Réchauffement du front syndical : Les centrales en grève générale le 25 juin

Réunie hier à Dakar, la Conférence des secrétaires généraux du Front syndical pour la défense du travail (Fsdt) a dressé le bilan du défilé unitaire du 1er Mai et évalué la mise en œuvre du Pacte national de stabilité sociale. Face au «mépris» du gouvernement et au dépôt unilatéral à l’Assemblée nationale des projets de Code du travail et de Code de la sécurité sociale, l’Intercentrale tape du poing sur la table. Un plan de riposte d’envergure est lancé, culminant avec une journée de grève générale le 25 juin.

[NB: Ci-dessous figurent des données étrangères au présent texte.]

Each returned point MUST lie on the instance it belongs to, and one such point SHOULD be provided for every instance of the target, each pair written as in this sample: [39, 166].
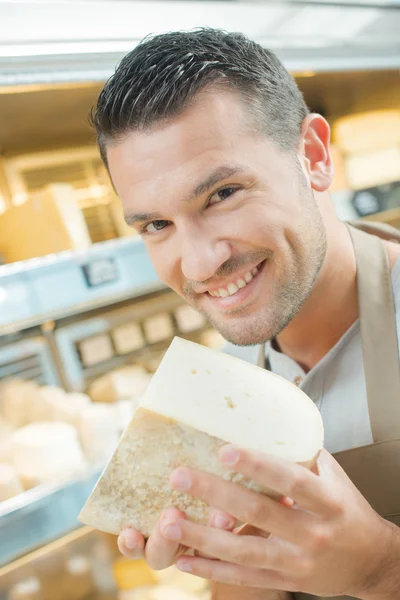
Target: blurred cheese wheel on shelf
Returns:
[212, 339]
[10, 484]
[47, 452]
[98, 432]
[130, 574]
[96, 349]
[47, 398]
[167, 592]
[183, 581]
[122, 384]
[27, 589]
[128, 338]
[123, 412]
[158, 328]
[70, 407]
[17, 398]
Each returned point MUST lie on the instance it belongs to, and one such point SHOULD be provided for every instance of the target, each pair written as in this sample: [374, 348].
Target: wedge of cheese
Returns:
[197, 400]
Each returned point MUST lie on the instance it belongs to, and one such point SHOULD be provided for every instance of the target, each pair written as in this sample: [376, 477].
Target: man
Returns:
[224, 172]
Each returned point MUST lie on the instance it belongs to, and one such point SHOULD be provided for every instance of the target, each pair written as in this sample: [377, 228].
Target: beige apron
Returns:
[374, 469]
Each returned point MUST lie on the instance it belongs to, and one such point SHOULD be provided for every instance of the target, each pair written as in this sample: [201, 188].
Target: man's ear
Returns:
[314, 150]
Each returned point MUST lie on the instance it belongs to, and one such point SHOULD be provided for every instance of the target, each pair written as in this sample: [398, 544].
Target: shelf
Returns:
[42, 515]
[107, 273]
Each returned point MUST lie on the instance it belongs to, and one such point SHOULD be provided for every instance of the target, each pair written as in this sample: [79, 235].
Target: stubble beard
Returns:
[293, 287]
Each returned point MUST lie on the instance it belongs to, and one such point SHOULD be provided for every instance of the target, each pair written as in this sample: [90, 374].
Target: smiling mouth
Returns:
[240, 283]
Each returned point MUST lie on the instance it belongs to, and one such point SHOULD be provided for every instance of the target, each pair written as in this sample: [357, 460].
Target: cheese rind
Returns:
[198, 400]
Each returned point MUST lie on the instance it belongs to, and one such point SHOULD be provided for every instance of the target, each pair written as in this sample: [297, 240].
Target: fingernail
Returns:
[180, 479]
[184, 566]
[221, 522]
[229, 455]
[128, 542]
[172, 532]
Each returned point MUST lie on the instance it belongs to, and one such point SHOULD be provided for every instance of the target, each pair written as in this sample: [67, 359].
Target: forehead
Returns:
[214, 127]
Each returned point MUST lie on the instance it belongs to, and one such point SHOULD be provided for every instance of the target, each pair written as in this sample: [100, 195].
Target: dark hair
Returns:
[162, 75]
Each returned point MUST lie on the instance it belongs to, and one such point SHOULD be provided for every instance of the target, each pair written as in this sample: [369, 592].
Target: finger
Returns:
[222, 520]
[251, 551]
[286, 478]
[161, 553]
[246, 505]
[219, 520]
[131, 543]
[224, 572]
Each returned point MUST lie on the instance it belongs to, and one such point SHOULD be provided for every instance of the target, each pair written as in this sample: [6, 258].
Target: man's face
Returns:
[228, 219]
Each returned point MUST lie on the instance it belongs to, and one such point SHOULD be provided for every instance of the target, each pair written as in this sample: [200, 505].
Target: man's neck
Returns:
[330, 309]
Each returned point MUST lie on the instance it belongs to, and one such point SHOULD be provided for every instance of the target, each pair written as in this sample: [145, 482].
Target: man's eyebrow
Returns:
[221, 173]
[215, 177]
[132, 218]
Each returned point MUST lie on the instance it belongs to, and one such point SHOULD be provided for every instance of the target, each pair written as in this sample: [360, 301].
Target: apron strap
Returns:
[378, 335]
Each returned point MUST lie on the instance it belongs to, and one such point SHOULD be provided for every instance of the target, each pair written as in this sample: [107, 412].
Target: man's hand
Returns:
[331, 542]
[159, 552]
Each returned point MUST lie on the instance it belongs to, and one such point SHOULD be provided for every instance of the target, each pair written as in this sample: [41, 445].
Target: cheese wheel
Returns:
[47, 452]
[17, 399]
[122, 384]
[196, 401]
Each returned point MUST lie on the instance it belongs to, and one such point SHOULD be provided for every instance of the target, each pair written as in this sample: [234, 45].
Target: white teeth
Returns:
[232, 288]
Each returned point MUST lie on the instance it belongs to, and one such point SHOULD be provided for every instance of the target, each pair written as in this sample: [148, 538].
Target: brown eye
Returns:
[155, 226]
[223, 194]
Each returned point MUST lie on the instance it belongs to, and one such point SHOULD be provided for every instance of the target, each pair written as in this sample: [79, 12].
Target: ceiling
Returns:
[40, 117]
[55, 56]
[86, 39]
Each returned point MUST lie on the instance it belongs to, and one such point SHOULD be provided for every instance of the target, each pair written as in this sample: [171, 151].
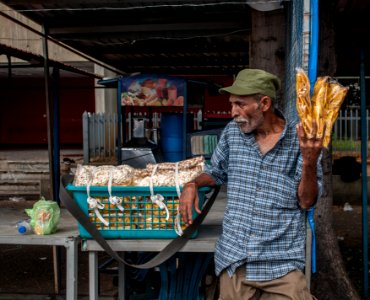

Réunie ce jeudi 21 mai 2026 à Dakar, la Conférence des secrétaires généraux du Front syndical pour la défense du travail (Fsdt), constituée de la Cnts, de l’Unsas, de la Cnts/Fc, du Csa, de la Cnts/Fca, de l’Udts, de la Fgts/B, de l’Uts-Cdsl, de la Fgts/A, de l’Ogts, de l’Uts, de l’Usds, de l’Untd, de l’Utls/A et de l’Utls/B, a procédé à l’évaluation du défilé unitaire du 1er Mai 2026, ainsi qu’au suivi de la mise en œuvre des engagements contenus dans le Pacte national de stabilité sociale. La conférence dresse un bilan globalement positif de la célébration unitaire de la Fête du travail. Elle salue la mobilisation exceptionnelle des travailleurs, ainsi que l’unité retrouvée des douze centrales syndicales. Ce défilé historique a été marqué par la discipline, la maturité et une forte visibilité des revendications du monde du travail. Le dépôt effectif du cahier unitaire de doléances constitue un acquis majeur, traduisant la volonté ferme des travailleurs de privilégier le dialogue social, dans le respect des institutions et de la stabilité du pays.

Le constat de la rupture : entre déception et indignation

Cependant, la conférence constate avec regret et indignation que plusieurs engagements essentiels du Pacte national de stabilité sociale demeurent, à ce jour, sans suite concrète. La conférence considère d’ailleurs que les réponses apportées par le président de la République, lors de l’audience accordée le 1er mai 2026, n’ont pas répondu aux attentes légitimes des travailleurs. Au-delà de cette déception, le Front syndical exprime sa profonde colère face au mépris avec lequel le gouvernement traite aujourd’hui les partenaires sociaux, en foulant aux pieds ses propres engagements. Le Fsdt dénonce l’absence de volonté politique sur les points cruciaux suivants : la réintégration immédiate des travailleurs licenciés abusivement, l’extension de l’indemnité de logement aux contractuels de la santé et le respect global des engagements contenus dans le Pacte national de stabilité sociale.

La provocation de trop : le passage en force législatif

Le Front syndical rappelle que lors de la réunion tenue à la Primature le 2 avril 2026 sous la présidence du Premier ministre, il avait été fermement convenu qu’une réunion tripartite serait organisée afin de procéder à une relecture inclusive et consensuelle des projets de Code du travail et de Code de la sécurité sociale avant toute transmission au Parlement. C’est donc avec stupéfaction et consternation que le Front syndical a appris le dépôt de ces deux projets de loi à l’Assem­blée nationale, en violation flagrante de la parole donnée. Cette démarche «unilatérale» constitue une remise en cause grave du dialogue social, une atteinte profonde à la confiance entre l’Etat et les partenaires sociaux, et une provocation inacceptable à l’endroit du mouvement syndical.

Le plan de riposte : vers la paralysie générale

Face à ce coup de force, la Conférence des secrétaires généraux a décidé de durcir le ton et de déployer un plan d’actions national et progressif : le 5 juin, le Comité technique élargi du Fsdt sera convoqué ; le 15 juin, se tiendra une Assemblée générale des délégués et responsables syndicaux de base pour définir collectivement les modalités de la riposte. Sans oublier le déploiement de délégations régionales pour des missions d’information, de sensibilisation et de mobilisation des travailleurs, et l’organisation d’un sit-in d’envergure devant l’Assemblée nationale lors de l’examen des projets de loi contestés. Et last not but least : une journée de grève générale sur l’ensemble du territoire national sera organisée le 25 juin.

Le Front syndical pour la défense du travail réaffirme son attachement indéfectible à un dialogue social sincère, responsable et respectueux des engagements pris. Toutefois, il prévient qu’aucune paix sociale durable ne peut se construire sur le mépris, les passages en force et la marginalisation des représentants légitimes des travailleurs. Le Fsdt reste pleinement déterminé à défendre, par tous les moyens légitimes, les droits, les acquis et la dignité des travailleurs sénégalais.